В дневнике он допрашивал себя с дотошностью следователя, распутывающего сложную интригу. Он не пропускал ни одной своей слабости и исповедовался с той беспощадностью к себе, которая по силам только мужественной натуре.
Он не очень мучался от этих записей. И не потому чтобы — оценил, значит, отчасти и освободился. Это было не совсем так. Сразу освободиться невозможно. Но и спуску себе давать нельзя, — полагал он.
Вошел Николенька. Лев закрыл тетрадь.
— Ты рано встал, Левочка? — спросил Николенька.
— Ровно в пять. — И после паузы, с раздумьем: — Ты помнишь Франклина и его журнал? Ну, наблюдение за собственными погрешностями поведения за день. С целью их искоренения.
— У Франклина был журнал добродетелей, а не грехов.
— Безразлично. Туда вписывалось то и другое.
— Ты думаешь, так можно отделаться от слабостей, воспитать себя?
— Думаю.
Николенька был слишком умен, чтобы не угадать: что-то с Левочкой происходит — возможно, он что-то пересматривает в себе… Каждый день младший брат так или иначе выказывает характер.
— Я знаю твои слабости, они довольно обычные в нашей среде, — сказал Николенька. — Но я не вижу в тебе особенных пороков.
— Ты слишком добр, — ответил Левочка. — Если я мог струсить перед Беер… Но не в этом дело, — сказал он, полуотвернувшись. — Во мне много тщеславия. Сладострастие. Влечение к картам. Это только главные пороки.
Николенька засмеялся:
— Ты даже систематизировал свои пороки?
Эта Левочкина, можно сказать, железная склонность к систематизации понятий, чувств, явлений, действий и всего, что только поддается учету, тоже была новостью для Николеньки. То есть кое-что он, конечно, и раньше замечал…

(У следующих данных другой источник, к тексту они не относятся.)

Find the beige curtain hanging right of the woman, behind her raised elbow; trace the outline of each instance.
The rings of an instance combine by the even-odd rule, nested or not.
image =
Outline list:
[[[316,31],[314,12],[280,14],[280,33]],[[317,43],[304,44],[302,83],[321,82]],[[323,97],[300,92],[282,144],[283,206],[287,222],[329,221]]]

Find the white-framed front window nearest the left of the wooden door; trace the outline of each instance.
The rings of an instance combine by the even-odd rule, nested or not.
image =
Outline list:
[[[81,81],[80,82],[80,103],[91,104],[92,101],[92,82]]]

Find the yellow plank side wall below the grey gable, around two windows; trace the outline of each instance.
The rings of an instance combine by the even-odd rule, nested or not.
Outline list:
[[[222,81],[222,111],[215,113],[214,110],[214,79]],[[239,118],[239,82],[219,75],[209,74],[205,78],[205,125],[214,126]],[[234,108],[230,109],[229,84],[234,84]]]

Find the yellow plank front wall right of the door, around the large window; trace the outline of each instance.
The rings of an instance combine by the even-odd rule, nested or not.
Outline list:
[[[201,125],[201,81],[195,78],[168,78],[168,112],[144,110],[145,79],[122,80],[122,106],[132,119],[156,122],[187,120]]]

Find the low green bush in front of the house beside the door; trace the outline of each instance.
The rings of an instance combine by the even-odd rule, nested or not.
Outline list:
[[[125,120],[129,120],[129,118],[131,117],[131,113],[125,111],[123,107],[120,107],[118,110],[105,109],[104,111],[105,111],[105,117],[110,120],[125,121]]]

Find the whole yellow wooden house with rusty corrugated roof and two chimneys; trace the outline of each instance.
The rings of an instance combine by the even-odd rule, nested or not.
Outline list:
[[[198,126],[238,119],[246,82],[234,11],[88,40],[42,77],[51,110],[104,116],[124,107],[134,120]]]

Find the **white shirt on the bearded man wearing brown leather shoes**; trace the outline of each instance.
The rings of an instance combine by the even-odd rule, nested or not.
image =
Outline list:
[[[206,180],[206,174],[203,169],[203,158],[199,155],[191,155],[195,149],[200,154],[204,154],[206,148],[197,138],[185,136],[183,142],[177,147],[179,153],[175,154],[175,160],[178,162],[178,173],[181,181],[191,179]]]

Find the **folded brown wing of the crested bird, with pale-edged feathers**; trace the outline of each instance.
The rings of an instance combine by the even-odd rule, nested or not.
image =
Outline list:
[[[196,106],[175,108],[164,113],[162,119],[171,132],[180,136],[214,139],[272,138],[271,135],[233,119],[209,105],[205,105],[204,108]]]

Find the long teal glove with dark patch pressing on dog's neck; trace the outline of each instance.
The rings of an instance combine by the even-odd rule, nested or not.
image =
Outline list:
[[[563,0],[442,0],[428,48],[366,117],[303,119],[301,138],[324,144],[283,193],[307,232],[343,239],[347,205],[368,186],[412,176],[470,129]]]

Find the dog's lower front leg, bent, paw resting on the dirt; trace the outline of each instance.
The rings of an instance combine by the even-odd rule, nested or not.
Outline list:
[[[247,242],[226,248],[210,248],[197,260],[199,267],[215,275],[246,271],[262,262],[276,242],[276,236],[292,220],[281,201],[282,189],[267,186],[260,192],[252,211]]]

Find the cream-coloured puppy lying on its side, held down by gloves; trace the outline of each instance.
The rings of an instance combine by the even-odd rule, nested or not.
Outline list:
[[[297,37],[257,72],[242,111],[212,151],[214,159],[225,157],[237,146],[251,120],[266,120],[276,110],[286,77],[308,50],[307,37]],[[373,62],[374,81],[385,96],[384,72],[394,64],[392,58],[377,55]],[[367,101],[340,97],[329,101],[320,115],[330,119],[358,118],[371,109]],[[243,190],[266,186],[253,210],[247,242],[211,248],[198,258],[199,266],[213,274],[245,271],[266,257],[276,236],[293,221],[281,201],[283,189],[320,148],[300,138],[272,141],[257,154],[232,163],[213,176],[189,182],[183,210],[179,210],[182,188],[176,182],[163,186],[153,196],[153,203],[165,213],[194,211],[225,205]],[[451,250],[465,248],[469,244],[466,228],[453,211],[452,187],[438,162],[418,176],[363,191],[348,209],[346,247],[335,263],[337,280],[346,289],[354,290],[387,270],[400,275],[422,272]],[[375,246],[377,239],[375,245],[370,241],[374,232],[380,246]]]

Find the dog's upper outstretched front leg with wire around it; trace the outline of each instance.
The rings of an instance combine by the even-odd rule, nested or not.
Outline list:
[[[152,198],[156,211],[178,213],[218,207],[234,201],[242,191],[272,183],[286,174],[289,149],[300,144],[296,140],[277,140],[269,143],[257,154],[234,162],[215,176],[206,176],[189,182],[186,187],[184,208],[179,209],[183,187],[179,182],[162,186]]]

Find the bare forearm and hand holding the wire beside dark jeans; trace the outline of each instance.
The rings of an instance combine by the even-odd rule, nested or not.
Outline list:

— Неужели ты придаешь такое значение самовоспитанию? — все еще удивляясь, сказал Николенька.
— Очень большое. Я вижу в этом одну из целей жизни. Очень много зависит от собственной воли, — ответил Лев. — Я думаю, положение Декарта: «Я мыслю — следовательно, существую» — не точное. Я бы сказал иначе: «Я желаю, хочу — значит, существую».
Николенька смотрел на брата с некоторым недоумением. Черт возьми, тут было много неожиданного! Ему не приходило в голову, что воля — это для брата не отвлеченная философская идея, а стимул к действию, цель, надежда.
А между тем за этой надеждой младший Толстой шел, как дитя за солнцем. Шел не по прямому пути, потому что прямого пути нет.
— Но я никогда не замечал в тебе особенного тщеславия! — сказал Николай Николаевич.
— Оно отравило мне отрочество и юность, — с горячностью ответил Лев. — Оно подчас отнимало у меня все счастье, все радости и удовольствия, которые могут быть в жизни! Это вроде разрушительной болезни…
— Ну полно, полно, — перебил Николенька. Он одно хорошо знал в младшем брате: темперамент, страстность натуры. — Не понимаю только, — сказал он, — что ты называешь трусостью. Какая у тебя может быть трусость перед Беершей? Хоть и троюродная, но все же сестра?!